Micah Brewer

So I'm getting ready to dive into SP and stop testing around with it. That said, the one thing I feel like I'm missing in all the reading I've done is a best practice for managing groups and users.

My environment:

MOSS 07/WSS 3.0

I've got what is essentially an intranet that I've given anonymous access to all internal users. The intranet will consist of Home, Human Resources, Accounting, etc. From there each business unit will have a home page that is a subsite of the intranet home (for example the IT Home Page). What I want to do is have that IT Home Page be publicly accessible but have some of the document libraries, lists (calendar, etc) to be secure and only accessible by the it_members group, with admin rights by the it manager.

That is kind of what I'm looking to do. I'm open to comments and thoughts. Like I said I'm looking for best practice, so I might be way off.

Thanks,

Micah



Re: SharePoint - Setup, Upgrade, Administration and Operation Best Practices for Permissions/Security

Curtis Ruppe (MicroStaff IT)

I've usually found creating a site collection per role (or department) is a good practice, since that gives a default security boundary for your department-specific content. This can all be linked back to the company intranet via Navigation / Top link bars.

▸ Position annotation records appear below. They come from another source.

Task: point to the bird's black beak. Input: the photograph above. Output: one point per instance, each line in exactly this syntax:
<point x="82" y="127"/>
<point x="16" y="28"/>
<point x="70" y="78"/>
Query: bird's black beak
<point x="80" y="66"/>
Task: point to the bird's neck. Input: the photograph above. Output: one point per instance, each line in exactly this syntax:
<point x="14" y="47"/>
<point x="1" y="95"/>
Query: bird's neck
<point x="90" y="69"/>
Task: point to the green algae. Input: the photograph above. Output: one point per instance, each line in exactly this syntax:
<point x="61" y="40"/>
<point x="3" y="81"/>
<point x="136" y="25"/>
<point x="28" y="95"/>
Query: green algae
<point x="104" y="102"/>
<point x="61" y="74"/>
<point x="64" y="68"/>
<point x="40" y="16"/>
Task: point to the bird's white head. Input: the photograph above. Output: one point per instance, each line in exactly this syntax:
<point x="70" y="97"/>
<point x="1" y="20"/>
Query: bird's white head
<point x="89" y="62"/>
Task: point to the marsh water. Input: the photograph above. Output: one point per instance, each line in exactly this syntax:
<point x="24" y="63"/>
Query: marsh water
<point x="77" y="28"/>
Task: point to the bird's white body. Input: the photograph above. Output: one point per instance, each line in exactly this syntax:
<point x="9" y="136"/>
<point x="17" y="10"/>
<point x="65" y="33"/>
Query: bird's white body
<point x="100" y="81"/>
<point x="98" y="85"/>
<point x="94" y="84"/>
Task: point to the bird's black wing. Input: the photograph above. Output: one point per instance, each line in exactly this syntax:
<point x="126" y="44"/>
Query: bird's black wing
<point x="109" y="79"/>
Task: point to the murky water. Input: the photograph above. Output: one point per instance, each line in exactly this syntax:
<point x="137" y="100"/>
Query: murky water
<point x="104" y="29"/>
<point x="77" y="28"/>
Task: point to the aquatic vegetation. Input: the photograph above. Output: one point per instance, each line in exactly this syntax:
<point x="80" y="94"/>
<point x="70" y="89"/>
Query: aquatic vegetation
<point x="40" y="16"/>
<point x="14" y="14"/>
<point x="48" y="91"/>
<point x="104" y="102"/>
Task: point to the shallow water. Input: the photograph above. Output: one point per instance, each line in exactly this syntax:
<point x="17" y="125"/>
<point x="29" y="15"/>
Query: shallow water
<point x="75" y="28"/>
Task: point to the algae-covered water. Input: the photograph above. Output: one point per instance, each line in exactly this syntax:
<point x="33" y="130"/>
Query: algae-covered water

Re: SharePoint - Setup, Upgrade, Administration and Operation Best Practices for Permissions/Security

Micah Brewer

Thanks again for your comments Curtis.

So with this way of going about it, you would have far fewer groups to manage. Basically just the three default groups that come with WSS.

I could still 'connect' them all by using the top-level, top link bar options in site settings to add buttons to a departments 'home page'. Then within the seperate collection have permission based subsites with secure info rather then jackin' with securing lists and libraries.

Are there any negatives to going this route Searching across collections works, correct





Re: SharePoint - Setup, Upgrade, Administration and Operation Best Practices for Permissions/Security

Curtis Ruppe (MicroStaff IT)

Since you are using MOSS 2007, there really are no negatives with this route, provided you apply a good navigation scheme for your site collections to get back to the root site. Under the Site Actions -> Site Settings [-> Modify All Site Settings] of the top-level site per department-based site collection, be sure to put in the Portal Connection of your root site collection.



Re: SharePoint - Setup, Upgrade, Administration and Operation Best Practices for Permissions/Security

Micah Brewer

Curtis,

I don't see this option in site actions...Modify All Sites.

Thanks





Re: SharePoint - Setup, Upgrade, Administration and Operation Best Practices for Permissions/Security

Curtis Ruppe (MicroStaff IT)

I put that in there in case you were using MOSS 2007. If you are using WSS 3.0 (or a non-publishing site) you will only see Site Actions -> Site Settings.